Well, PTE has very clearly overlooked this fact. Their website mentions some 10000 samples have been collected. Again, it shouldn't affect people in an ideal scenario. Well as a matter of fact, it is affecting. If some stats are available on the test takers, then don't be surprised that a very large number of Indians, perhaps a bulk of the lot take PTE tests.
Thanks for the complement, you flatter me ;)

I think I see this from a different angle. Firstly, let's tackle that generalisation point. That's not really a fair challenge. Your point was that "Indian women" will find PTE doesn't work for them. That's a generalisation you made that I ran with. If you're going to challenge my rebuttal, based on the idea that I am generalising, you're actually challenging your own point, because it was you that initially made the grouping. So, yeah, you're right, different accents etc. but your point was on Indian women in general.

Onto the main discussion. Your wording points to where we differ:

PTE should ideally cover all aspects from the test takers point of view.
and

Their website mentions some 10000 samples have been collected. <SNIP> don't be surprised that a very large number of Indians, perhaps a bulk of the lot take PTE tests.
My perception is that you conflate the average profile of the test taker and the target profile for speaking "excellence". The purpose of the exam is to test capability within a native English speaking environment. In reality, what would be ideal would be to train the exam only on Australian accents for DIBP use. That's probably prohibitively expensive and would likely get complaints for the British (they did invent the language, it would be a bit rich to claim they can't speak it.... though looking at cricket, there's a point to be made;) ). The Americans would likely complain also, and as they tend to run the things, I guess we're stuck with their accents being part of the training data.

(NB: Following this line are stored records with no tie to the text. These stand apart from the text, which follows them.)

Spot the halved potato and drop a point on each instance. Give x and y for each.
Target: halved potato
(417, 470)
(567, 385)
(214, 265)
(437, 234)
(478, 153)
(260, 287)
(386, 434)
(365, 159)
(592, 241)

I digress. Back to the point. By limiting the training data, the system is designed to discriminate accents that are distinct from native speakers. In fact, my argument would be that it is likely the IELTS assessors are more prone to incorrectly rate strong accents because their familiarity with these accents puts them in a position where a) they have a better ear and b) they are unaware of this and assume their ability to detect meaning from the strongly accented speech is typical. It probably isn't, and that's a tough bias to compensate.

Your thoughts?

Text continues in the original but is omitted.